Ja, natürlich kann man das - und das sollte man bei Holz generell auch machen. Dann behält es seine Farbe und Beständigkeit. Allerdings muss man das halt öfter tun, als ihr das wahrscheinlich möchtet, wenn ich das richtig verstanden habe. Eine gute Möglichkeit ist aber eine Kunststoffverkleidung in Holzoptik. Man kann den Unterschied tatsächlich nicht sehen, hat halt nur weniger Arbeit damit, weil das wirklich nicht pflegeintensiv ist. Gute Infos und Ideen zum Thema Fassade Verkleidung findest du online in jedem Fall.
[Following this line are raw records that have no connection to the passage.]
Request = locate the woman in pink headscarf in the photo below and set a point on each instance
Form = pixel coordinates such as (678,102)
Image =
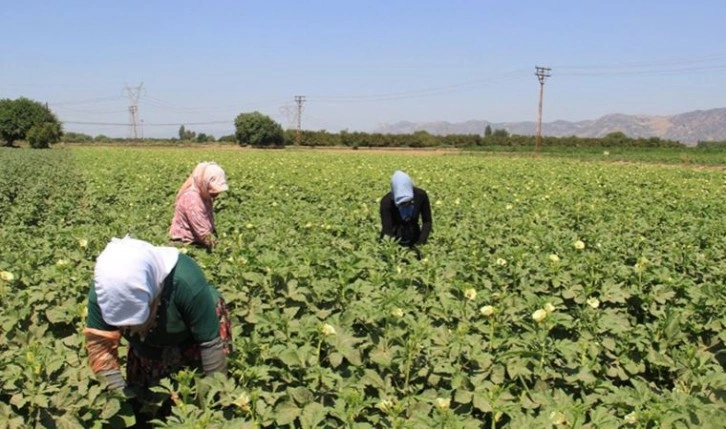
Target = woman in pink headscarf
(193,220)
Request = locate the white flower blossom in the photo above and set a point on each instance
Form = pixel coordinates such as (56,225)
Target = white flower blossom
(593,302)
(487,310)
(539,315)
(557,418)
(327,330)
(443,403)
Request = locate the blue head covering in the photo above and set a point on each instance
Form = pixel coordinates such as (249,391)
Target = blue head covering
(402,190)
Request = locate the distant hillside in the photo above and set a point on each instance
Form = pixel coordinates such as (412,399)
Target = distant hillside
(688,128)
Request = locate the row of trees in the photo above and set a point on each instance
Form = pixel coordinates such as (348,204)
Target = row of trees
(25,119)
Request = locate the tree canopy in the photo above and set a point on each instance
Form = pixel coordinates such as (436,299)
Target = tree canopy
(24,118)
(256,129)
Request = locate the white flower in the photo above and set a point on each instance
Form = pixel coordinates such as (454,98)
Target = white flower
(385,405)
(557,418)
(631,418)
(487,310)
(539,315)
(593,302)
(243,401)
(443,403)
(327,330)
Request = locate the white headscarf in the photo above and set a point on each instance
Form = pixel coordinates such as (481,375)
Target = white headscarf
(129,274)
(401,187)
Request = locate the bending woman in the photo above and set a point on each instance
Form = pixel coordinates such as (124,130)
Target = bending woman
(160,302)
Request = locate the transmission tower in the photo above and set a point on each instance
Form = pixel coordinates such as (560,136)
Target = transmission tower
(286,111)
(299,100)
(542,73)
(133,92)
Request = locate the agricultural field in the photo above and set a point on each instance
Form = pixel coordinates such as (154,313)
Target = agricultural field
(552,293)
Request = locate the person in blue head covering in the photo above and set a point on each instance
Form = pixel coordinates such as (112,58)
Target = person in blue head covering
(406,212)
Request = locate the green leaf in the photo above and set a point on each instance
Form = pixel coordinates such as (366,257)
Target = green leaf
(382,355)
(462,396)
(335,359)
(481,402)
(110,408)
(301,395)
(312,415)
(286,413)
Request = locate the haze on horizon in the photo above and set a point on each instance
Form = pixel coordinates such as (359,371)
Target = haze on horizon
(359,64)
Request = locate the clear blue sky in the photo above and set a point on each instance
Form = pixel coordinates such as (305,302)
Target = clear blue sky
(360,63)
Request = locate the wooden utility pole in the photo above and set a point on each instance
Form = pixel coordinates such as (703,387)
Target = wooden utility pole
(542,73)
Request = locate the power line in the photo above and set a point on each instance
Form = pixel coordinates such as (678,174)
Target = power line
(167,124)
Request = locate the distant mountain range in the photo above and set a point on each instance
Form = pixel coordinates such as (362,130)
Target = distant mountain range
(687,128)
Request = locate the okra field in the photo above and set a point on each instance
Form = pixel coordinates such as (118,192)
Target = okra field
(552,293)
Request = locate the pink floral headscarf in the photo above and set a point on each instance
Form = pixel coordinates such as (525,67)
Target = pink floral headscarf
(207,178)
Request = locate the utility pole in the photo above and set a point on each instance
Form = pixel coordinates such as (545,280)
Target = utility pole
(299,100)
(133,92)
(542,73)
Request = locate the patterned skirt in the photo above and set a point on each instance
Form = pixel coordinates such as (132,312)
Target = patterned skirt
(144,372)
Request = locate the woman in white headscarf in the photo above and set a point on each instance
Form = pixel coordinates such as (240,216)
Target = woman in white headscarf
(159,301)
(405,212)
(193,220)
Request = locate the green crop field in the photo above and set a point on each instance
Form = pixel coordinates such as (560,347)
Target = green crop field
(553,292)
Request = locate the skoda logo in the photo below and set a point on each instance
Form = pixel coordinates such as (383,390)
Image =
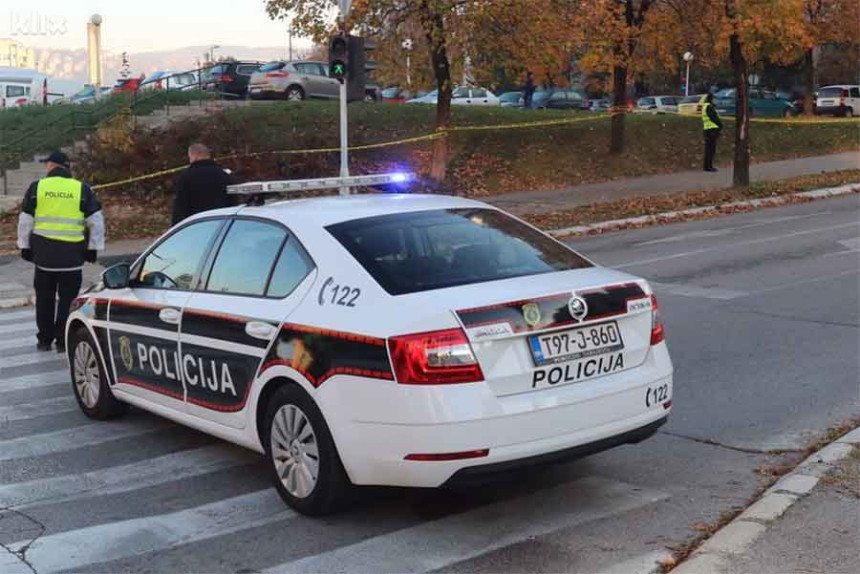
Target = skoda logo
(125,353)
(577,307)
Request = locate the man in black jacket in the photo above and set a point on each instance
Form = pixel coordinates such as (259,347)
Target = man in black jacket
(201,187)
(60,226)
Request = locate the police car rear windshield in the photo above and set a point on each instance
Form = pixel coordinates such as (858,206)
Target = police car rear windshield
(420,251)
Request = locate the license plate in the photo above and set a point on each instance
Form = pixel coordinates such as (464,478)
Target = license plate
(572,344)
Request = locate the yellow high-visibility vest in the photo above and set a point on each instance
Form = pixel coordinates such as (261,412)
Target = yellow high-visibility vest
(709,125)
(58,209)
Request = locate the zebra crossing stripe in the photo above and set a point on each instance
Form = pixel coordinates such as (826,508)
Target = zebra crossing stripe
(453,539)
(55,405)
(77,437)
(117,540)
(125,478)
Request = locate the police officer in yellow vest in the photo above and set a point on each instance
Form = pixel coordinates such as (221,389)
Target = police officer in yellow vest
(60,226)
(713,126)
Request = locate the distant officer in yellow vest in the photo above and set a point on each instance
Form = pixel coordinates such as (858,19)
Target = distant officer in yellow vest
(60,226)
(713,126)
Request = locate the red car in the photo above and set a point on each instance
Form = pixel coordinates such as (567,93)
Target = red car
(127,85)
Für die Hausfassade eignet sich am besten Thermoholz. Thermoholz ist eine neue Generation von Holzmaterial. Es kombiniert so einzigartige Eigenschaften wie Wasserabweisung, Wetterbeständigkeit und Dimensionsstabilität. Eine schöne braune Tönung und natürliche Holzmaserung sowie diese neuen Eigenschaften machen dieses Material zu einer umweltfreundlichen Alternative zu chemisch behandeltem Holz. Thermobehandlung verbessert verschiedene Eigenschaften von Holz und schützt Holz durch die Verwendung von Wärme und Dampf ohne chemische Zusätze. Die molekularen Veränderungen in der Holzzusammensetzung haben ein Ergebnis der Dimensionsstabilisierung, Schutz vor Fäulnis und Verwelken und erweitern dadurch die Nutzungsmöglichkeiten. Infos unter https://www.holztechnik-hummel.
Hey!
wenn ihr schon lange von einer Holzfassade träumt, euch aber Sorgen über die Wetterbeständigkeit macht, seid ihr in guter Gesellschaft. Holz sieht fantastisch aus, aber als Naturmaterial braucht es etwas Planung, damit es lange hält. Die gute Nachricht ist, dass man Holz so auswählen oder behandeln kann, dass es deutlich langlebiger und robuster wird, als wenn es unbehandelt der Witterung ausgesetzt ist.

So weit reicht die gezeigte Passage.